紙飛行機を折った。それだけ
1000文字チャレンジ
貴族の落とし種だと知ったのは5歳くらいだった。
「お前は俺の子供だ。さっさと来い」
母子二人で暮らしていたのにいきなり連れ攫われて、冷たい眼差しを向けてくる夫人と憎んでいるような視線を向けてくる。
母は元この家のメイドだった。父である貴族に逆らえずお手付きにされて捨てられた。
王族に嫁がせる娘が生まれなかったからたまたま手を出したメイドが女を生んだのだから連れ去った。それだけの話。
母の安否は分からない。
何度も逃げ出そうとしたが、逃げられず囚われの身の上――。
「薄汚い小娘」
「父上をたぶらかしたようだが、俺には効かないぞ」
夫人と夫人の子は何か気に障ることがあると顔を出して服の下に隠れる場所を鞭で叩いたり、床に座り込ませて踏みつける。

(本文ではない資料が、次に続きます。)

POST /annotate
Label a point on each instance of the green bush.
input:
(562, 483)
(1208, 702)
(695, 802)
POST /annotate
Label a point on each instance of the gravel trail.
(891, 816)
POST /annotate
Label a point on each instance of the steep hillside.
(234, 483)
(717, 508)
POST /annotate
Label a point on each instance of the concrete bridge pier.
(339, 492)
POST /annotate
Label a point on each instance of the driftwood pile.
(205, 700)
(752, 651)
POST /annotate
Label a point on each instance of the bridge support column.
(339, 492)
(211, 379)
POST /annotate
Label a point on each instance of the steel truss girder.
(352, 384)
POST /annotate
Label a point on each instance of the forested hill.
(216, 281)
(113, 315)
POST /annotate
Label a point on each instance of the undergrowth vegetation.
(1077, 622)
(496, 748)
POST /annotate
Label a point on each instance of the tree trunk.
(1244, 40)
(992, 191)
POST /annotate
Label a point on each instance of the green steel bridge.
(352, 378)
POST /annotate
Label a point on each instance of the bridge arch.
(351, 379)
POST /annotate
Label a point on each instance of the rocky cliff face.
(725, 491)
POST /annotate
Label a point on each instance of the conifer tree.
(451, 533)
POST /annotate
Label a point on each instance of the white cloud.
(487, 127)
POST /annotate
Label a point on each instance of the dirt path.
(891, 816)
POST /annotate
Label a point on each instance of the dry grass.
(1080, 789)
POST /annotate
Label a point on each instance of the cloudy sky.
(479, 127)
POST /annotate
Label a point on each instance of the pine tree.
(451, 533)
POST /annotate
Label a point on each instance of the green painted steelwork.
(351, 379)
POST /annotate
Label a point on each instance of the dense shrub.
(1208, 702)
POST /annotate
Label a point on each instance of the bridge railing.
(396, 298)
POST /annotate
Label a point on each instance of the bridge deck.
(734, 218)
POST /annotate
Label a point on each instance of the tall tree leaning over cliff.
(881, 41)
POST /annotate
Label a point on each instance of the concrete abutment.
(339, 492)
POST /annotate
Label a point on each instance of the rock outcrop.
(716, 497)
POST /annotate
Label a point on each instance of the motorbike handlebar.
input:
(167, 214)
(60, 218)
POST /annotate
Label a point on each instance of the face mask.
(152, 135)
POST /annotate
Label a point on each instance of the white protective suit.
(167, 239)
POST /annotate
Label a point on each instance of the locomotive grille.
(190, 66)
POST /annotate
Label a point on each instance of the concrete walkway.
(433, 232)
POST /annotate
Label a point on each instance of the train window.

王族に嫁がせるつもりの娘なら扱いに気を付ければいいのに。
自由になる僅かな時間でごみ箱に捨てられていた紙を飛行機に折って、空に飛ばす。
「またやってるわ」
「紙が貴重なのにそれすら知らないなんて」
ひそひそと話している侍女たちに知っていると内心舌を出している。書き損じた紙なのだ再利用してもいいじゃないか。ただの気晴らしだ許してほしい。
紙飛行機は飛ぶ。私の代わりのように柵の外へ―――。
「ラーゲ公爵。国庫横領の罪で逮捕する」
寝耳に水だっただろう。いきなり大勢の騎士が現れて父を連れ去っていく。
ぜいたくな暮らしで湯水のようにお金を使っていた三人は実は国のお金を着服していたのだ。
夫人は自分は関係ないと金切り声をあげるが、その両手には大粒の宝石の嵌った指輪。部屋には山の様なドレスが溢れている。これで知らなかったとは言えないだろう。
息子も息子でいろんな女性関係で揉めていて、性犯罪者であったので同じように捕まっていった。
「貴方の情報提供のおかげで捕まえられました。感謝します」
騎士の一人――柵の外の紙飛行機を回収していたごみ収集の人が本来の格好だと体格いいなと感心してしまう。
平民育ちで何も知らないと思っていたのだろうこの家の者たちは。
自分たちが書き損じていた手紙の内容がかなり問題あるものだったのにそれに気付かず普通にごみ箱に捨てていた。それを紙飛行機にしたのだ。犯罪に気付くように。
これでやっと自由になれる。
あの日の紙飛行機のように外に。